Presiden Gus Dur memberi amnesti kepada Ketua Partai Rakyat Demokratik (PRD) serta aktivis HAM, Budiman Sudjatmiko, yang dipenjara saat Orde Baru atas tuduhan menjadi dalang kerusuhan peristiwa 27 Juli 1996. Selain itu, Gus Dur juga memberi amnesti kepada sejumlah anggota Gerakan Aceh Merdeka (GAM) yang sedang menjalani hukuman pidana makar, yakni Amir Syam, Ridwan Abbas, Abdullah Husen, dan M. Thaher Daud. Presiden Susilo Bambang Yudhoyono, melalui Keppres Nomor 22 Tahun 2005 memberikan amnesti kepada 2.000 anggota GAM. Presiden Jokowi memberikan amnesti pada Tahun 2016 kepada mantan pimpinan kelompok bersenjata di Aceh Timur, yakni Nurdin Ismail alias Din Minimi dan kelompoknya. Jokowi juga memberi amnesti kepada dosen Universitas Syiah Kuala, Saiful Mahdi dan Baiq Nuril, yang dijerat Undang-Undang Informasi dan Transaksi Elektronik (UU ITE) terkait pencemaran nama baik.
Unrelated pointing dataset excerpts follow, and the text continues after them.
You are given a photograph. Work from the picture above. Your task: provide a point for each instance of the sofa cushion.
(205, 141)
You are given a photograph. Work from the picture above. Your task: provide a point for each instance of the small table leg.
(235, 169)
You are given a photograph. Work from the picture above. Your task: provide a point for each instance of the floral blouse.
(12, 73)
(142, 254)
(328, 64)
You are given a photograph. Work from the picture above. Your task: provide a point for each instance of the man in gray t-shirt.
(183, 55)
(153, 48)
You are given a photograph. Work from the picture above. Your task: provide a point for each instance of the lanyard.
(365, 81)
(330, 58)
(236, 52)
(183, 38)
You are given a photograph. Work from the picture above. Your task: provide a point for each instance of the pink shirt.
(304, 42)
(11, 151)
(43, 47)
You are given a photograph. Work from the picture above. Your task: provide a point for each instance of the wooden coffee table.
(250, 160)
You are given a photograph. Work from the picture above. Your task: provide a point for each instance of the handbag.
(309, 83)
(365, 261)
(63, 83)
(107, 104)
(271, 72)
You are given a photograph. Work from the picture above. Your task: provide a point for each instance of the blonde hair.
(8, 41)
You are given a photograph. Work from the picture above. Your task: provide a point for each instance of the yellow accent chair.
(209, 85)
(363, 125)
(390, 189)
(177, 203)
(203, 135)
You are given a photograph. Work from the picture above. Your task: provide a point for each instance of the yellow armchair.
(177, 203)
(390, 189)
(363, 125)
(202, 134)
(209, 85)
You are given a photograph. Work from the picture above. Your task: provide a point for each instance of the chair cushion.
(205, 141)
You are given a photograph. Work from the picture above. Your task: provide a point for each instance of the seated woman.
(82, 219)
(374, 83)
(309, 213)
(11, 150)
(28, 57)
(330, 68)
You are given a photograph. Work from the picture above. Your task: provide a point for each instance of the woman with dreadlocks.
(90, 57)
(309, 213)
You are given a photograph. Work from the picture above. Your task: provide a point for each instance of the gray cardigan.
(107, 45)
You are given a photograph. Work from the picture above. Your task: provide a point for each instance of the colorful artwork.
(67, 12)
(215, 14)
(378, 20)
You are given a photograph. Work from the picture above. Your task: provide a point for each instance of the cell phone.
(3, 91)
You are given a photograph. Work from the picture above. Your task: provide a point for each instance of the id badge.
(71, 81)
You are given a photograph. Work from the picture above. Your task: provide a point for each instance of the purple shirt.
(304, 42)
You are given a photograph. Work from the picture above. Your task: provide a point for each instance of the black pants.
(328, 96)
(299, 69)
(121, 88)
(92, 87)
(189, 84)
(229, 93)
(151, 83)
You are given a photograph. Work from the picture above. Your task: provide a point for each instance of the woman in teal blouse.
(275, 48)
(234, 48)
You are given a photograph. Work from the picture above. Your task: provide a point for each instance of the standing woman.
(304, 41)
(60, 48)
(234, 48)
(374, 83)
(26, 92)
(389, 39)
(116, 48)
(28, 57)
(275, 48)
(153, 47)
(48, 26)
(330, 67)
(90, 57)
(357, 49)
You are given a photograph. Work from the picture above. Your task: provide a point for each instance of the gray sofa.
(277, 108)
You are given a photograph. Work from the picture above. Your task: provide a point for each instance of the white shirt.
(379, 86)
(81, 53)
Dalam perspektif sejarah dapat dilihat bahwa pemberian amnesti maupun abolisi cenderung diterapkan terhadap delik-delik politik dan sebagian kecil delik tentang UU ITE. Sedangkan di era Presiden Prabowo pemberian amnesti dan abolisi diberikan salah duanya terhadap delik tindak pidana korupsi yakni terhadap Tom Lembong dan Hasto Kristiyanto. Hal ini kemudian membuncahkan diskursus perdebatan. Beberapa akademisi menilai amnesti dan abolisi tidak dapat diberikan terhadap kasus korupsi. Pada prinsipnya, diskursus tersebut terjadi karena terdapat kekosongan hukum terkait pengaturan amnesti dan abolisi. Konkritnya, tidak ada undang-undang baru yang mengatur mengenai substansi dan prosedur tentang amnesti dan abolisi sehingga pemberian amnesti dan abolisi tidak terdapat batasan secara limitatif.
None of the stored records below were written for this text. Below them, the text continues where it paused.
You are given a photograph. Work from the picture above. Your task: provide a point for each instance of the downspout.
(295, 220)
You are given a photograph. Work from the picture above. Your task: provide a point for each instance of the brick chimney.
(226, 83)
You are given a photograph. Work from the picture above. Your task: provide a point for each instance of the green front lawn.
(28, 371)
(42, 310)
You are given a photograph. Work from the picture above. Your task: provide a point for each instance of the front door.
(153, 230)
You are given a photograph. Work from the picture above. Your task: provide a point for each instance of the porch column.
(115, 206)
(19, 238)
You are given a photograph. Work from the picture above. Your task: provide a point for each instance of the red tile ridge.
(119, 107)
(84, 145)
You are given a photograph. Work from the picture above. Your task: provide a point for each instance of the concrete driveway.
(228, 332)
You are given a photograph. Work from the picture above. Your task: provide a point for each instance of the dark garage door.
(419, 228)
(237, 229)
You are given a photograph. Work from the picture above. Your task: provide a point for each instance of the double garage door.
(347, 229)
Kekosongan Hukum Amnesti dan Abolisi

Jika kita pahami seksama pada dasarnya pengaturan teknis terkait amnesti dan abolisi mengalami kekosongan secara hukum. Pengaturan norma dalam konstitusi pasti memerlukan aturan hukum lebih teknis terkait operasionalisasi namun di sisi lain aturan teknis terkait mandat amnesti dan abolisi dalam konstitusi yang diatur lebih lanjut dalam UU Darurat 11 Tahun 1954 bersifat einmaligh atau sekali selesai karena hanya berlaku bagi subjek yang disebutkan dalam UU tersebut.

Amnesti dan abolisi hingga saat ini belum diatur secara tegas dalam sebuah undang-undang. Pemerintah dalam menyelenggarakan amnesti dan abolisi selama ini hanya mendasarkan pada ketentuan Pasal 14 ayat (2) UUD NRI Tahun 1945.

Dalam praktik pemberian amnesti dan abolisi, implikasi dari pemberian amnesti dan abolisi mengacu dan berpegangan Pasal 4 pada UU Darurat 11 Tahun 1954 sedangkan pelaksanaan pertimbangan pemberian amnesti dan abolisi mengacu pada Pasal 14 ayat 2 UUD NRI Tahun 1945 bukan mengacu pada UU Darurat Nomor 11 Tahun 1954 khususnya Pasal 1 dan Pasal 3.

Rekonstruksi Hukum Amnesti dan Abolisi

Diperlukan pembaharuan hukum terhadap pengaturan amnesti dan abolisi sebagaimana diatur dalam UU Darurat Nomor 11 Tahun 1954. Diperlukan undang-undang baru yang merekonstruksi substansi dari pengaturan terkait amnesti dan abolisi agar terwujud kepastian hukum dan efektivitas.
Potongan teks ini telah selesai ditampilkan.